João Rodrigues, no “i” fala na asfixia democrática que existe hoje nas Honduras. Suspensão das liberdades democráticas, recolher obrigatório, assassinatos políticos e desaparecidos, a mesma política que tem por trás os grandes interesses oligarquicos que se sentem ameaçados. A história da América latina é a história dos golpes de Estado contra governos democráticos e reformistas- da Guatemala de Arbnz na década de cincoenta ao Chile de Allende na década de setenta, passando pelas recentes tentativas falhadas de afastamento de Chavez e Morales na Venezuela.

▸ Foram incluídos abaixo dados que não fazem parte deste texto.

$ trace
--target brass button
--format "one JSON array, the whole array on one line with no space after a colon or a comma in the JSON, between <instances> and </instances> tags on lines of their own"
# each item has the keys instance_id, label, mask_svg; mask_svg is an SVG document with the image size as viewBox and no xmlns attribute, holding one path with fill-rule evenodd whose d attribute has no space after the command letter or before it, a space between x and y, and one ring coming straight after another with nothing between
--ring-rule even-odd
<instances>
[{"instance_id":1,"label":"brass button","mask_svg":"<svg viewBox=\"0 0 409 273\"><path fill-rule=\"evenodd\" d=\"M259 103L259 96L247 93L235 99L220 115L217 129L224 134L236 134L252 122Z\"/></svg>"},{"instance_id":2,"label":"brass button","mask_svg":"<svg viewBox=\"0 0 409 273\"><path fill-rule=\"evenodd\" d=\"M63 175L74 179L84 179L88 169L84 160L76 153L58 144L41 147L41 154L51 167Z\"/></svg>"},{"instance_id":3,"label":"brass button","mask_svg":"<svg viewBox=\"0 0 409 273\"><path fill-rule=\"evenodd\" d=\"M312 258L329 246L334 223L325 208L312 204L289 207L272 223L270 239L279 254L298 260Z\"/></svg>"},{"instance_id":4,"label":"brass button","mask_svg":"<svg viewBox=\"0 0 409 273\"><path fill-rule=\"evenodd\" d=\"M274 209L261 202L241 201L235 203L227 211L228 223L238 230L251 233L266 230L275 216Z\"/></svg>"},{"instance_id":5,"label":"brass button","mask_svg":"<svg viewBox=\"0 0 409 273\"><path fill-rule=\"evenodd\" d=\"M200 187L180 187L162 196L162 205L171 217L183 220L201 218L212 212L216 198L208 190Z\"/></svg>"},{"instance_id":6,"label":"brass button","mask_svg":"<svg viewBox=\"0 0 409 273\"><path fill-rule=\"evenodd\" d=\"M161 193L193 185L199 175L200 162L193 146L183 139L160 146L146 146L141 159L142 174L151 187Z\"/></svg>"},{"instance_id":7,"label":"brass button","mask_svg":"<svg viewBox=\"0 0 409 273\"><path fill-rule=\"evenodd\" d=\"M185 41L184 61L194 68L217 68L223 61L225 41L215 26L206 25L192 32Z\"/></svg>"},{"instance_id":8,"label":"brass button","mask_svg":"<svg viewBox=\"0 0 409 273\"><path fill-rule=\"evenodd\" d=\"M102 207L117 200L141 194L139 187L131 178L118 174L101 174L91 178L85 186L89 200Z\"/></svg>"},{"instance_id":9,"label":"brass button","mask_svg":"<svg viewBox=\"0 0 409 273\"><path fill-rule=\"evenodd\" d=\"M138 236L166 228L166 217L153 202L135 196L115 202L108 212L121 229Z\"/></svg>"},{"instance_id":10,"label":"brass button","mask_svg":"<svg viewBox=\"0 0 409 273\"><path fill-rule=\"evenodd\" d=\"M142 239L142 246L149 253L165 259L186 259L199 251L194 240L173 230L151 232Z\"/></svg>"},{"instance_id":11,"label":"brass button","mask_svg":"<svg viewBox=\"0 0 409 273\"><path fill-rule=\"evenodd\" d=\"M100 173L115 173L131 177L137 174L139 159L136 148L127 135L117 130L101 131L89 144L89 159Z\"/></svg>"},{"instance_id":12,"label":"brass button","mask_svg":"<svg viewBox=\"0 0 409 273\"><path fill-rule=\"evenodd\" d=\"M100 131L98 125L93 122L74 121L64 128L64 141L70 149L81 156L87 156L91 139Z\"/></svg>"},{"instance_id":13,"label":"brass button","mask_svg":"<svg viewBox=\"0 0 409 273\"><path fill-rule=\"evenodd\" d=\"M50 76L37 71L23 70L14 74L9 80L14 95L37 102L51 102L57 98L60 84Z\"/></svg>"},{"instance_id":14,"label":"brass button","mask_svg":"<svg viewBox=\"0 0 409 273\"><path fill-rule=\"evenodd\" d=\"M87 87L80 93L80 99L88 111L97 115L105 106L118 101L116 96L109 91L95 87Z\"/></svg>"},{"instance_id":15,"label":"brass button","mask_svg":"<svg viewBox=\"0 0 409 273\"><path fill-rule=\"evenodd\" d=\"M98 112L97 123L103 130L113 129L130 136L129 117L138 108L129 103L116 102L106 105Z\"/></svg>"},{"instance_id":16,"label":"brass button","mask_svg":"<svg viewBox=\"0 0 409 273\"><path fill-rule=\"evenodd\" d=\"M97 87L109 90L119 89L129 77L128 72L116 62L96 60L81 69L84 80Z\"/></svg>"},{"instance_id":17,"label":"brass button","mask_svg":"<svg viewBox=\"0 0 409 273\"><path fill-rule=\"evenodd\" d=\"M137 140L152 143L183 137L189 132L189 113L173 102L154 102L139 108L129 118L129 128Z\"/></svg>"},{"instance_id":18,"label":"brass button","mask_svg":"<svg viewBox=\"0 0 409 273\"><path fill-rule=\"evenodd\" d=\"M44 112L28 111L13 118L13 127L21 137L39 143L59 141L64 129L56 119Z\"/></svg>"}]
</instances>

Teria sido a vontade do presidente deposto de realizar um referendo não vinculativo, para a convocação de uma assembleia constituinte, que reveja uma constituição feita à medida dos interesses de uma pequena elite, num país onde 2/3 da população vive abaixo dos níveis de pobreza.
Esta explicação é tão boa como outras que já vimos escritas, estamos todos de acordo com os considerandos e com a descrição de um país miserável “a chiquita banana” ou a “república das bananas” com as Honduras em mente quando se inventaram aqueles termos.
O que ninguem explica é o que terá levado o Presidente a propor um referendo quando a constituição tem os seus próprios termos de revisão, dando assim um pretexto aos que estão sempre prontos a matar a Democracia.
Fazer juras de amor à Democracia e à Constituição não leva a lado nenhum se não formos os primeiros a cumprir com as regras democráticas.
E o que sempre perguntei e ainda ninguem respondeu é: cumpriram?
PS: interpretar a minha perplexidade como apoio aos golpistas tambem não é democrático.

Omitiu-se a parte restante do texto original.